Disputes over title-washed deeds are acting as a brake on Marcellus Shale development. The heirs to the industrialists who retained mineral rights beneath northern Pennsylvania timberland say drillers are reluctant to extract gas they may not own, a violation known as mineral trespass.

Indeed, the case now before the Supreme Court originated in 2008, when a drilling company contacted the Herder Spring Hunt Club, said David C. Mason, a Philipsburg lawyer who represents the Centre County club.

The company expressed interest in leasing the club's mineral rights if the club could clear up the title, which showed that the 19th-century owners of the land, Harry and Anna Keller, had retained the mineral rights when they sold the land in 1899. (The concept of severing the subsurface property, known as a "split estate," is common in areas with natural resources.)

The surface property formerly owned by the Kellers was resold several times before the Centre County commissioners acquired title during the Depression for back taxes. The county sold the property in 1941. The hunt club bought it in 1959.

The hunt club claimed it owned the mineral rights by virtue of the tax sale, which it said reunited the surface and subsurface properties.

Though the Kellers had recorded the mineral rights with the county in 1899, the hunt club claimed the Kellers had not reported the mineral estate to the tax assessor, as was required under an 1804 law. The club argued that the tax sale extinguished the Kellers' mineral rights.

Supporters of title wash say the law at that time applied only to undeveloped or "unseated" lands, which were treated differently from occupied land.

Centre County Common Pleas Court ruled against the hunt club, and awarded the rights to the Keller heirs. But a three-judge Superior Court panel in May overturned the ruling and upheld the title wash.

"This resolution may be seen as being unduly harsh," said the Superior Court opinion, written by Judge Paula Ott.

"However, at the time for the relevant transactions - the seizure of the property for failure to pay tax and the subsequent treasurer's sale - this was the appropriate answer. We do not believe it proper to reach back more than three score years to apply a modern sensibility and thereby undo that which was legally done."

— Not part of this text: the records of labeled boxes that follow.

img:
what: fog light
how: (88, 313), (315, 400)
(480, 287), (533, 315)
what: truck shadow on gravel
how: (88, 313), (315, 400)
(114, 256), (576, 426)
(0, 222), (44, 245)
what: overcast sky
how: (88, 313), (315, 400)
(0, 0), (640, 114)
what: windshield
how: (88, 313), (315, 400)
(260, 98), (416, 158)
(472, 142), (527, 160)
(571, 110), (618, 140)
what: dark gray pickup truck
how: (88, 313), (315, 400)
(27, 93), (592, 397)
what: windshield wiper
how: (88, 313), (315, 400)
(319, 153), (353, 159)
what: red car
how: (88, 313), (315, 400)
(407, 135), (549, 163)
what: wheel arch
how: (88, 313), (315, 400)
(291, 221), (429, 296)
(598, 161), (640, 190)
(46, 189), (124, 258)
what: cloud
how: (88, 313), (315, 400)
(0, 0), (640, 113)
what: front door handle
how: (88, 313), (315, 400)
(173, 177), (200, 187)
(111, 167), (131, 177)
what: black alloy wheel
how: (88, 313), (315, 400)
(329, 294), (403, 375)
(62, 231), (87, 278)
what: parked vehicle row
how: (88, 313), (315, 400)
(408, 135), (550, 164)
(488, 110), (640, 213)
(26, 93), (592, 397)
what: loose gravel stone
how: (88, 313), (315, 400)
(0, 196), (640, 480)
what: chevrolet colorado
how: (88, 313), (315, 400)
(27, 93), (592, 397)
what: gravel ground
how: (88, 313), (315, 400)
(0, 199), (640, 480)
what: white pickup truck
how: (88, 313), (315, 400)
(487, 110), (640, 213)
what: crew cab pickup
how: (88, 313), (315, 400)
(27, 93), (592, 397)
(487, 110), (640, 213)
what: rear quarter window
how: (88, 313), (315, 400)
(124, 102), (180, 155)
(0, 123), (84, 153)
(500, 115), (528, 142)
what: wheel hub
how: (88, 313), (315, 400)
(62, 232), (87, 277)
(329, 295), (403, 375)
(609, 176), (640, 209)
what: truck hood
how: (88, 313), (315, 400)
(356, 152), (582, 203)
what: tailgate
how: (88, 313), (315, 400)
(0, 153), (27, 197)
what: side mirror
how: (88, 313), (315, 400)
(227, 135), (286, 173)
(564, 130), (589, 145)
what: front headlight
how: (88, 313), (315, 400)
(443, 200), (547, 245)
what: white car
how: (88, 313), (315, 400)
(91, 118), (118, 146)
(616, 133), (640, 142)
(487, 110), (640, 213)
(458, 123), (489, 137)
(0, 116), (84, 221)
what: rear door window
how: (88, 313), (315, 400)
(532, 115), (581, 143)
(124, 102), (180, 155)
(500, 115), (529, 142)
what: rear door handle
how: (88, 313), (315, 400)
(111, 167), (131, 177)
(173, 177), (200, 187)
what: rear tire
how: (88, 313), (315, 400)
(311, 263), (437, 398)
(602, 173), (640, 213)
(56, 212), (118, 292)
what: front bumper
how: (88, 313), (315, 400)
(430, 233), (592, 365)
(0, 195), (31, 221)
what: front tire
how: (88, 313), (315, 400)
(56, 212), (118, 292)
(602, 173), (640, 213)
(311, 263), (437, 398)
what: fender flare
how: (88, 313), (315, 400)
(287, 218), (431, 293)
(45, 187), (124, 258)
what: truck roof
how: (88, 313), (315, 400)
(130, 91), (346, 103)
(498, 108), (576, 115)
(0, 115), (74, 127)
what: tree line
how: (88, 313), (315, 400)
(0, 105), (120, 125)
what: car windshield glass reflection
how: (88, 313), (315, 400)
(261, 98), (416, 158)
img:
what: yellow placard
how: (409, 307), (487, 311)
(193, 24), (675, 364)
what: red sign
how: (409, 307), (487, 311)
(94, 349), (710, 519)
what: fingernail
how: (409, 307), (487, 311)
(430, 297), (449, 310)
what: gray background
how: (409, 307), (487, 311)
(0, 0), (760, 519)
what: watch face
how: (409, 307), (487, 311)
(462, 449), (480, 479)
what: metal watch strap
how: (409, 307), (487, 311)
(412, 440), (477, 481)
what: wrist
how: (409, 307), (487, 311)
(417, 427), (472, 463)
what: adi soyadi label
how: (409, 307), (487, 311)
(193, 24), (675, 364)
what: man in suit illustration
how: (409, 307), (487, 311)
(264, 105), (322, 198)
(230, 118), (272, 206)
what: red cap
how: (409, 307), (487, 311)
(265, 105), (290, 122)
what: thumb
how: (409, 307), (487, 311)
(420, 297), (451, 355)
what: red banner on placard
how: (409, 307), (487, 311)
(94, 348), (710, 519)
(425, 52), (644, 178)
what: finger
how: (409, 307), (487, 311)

Many of the properties potentially affected by the ruling have common roots in the late 1800s, when wealthy industrialists from Philadelphia, Boston, and New York bought land in northern Pennsylvania for timber.

The landowners were in the leather business, and they built tanneries that used the bark of hemlock trees to tan cattle and buffalo hides that were shipped in by train from Western slaughterhouses.

In 1893, the big leather-producing families consolidated their lands to form the U.S. Leather Co., which controlled the American leather market. But they retained the mineral rights for their families, said Lester L. Greevy Jr., a Lycoming County lawyer who cowrote an article this year about title wash in the Pennsylvania Bar Association Quarterly.

Greevy says he thinks title wash had the beneficial goal of reclaiming idle rights from out-of-state speculators who gambled by not declaring their property to the tax assessor. "You can't sit on your rights for 60 to 80 years and expect to get them back," he said.

But the descendants of the leather-trust families say it was wrong to confiscate their mineral rights because the surface property's owners had failed to pay their taxes. They say there was no tax owed on the minerals themselves.

"As a family, we're outraged that you can simply take somebody's property without due process," said Christopher N. Berl, a descendant of Edward Hoyt, who was an officer in the U.S. Leather Co. The Hoyt heirs banded together in 2010 to form Hoyt Royalty L.L.C., which estimates it owns 55,000 acres of Appalachian shale rights. It is also a party in the Herder Spring case.

"We find the very concept of title wash to be offensive," said James K. Dominick, another Hoyt descendant. "We've gotten to the point that this issue can only be decided at the highest level of the courts."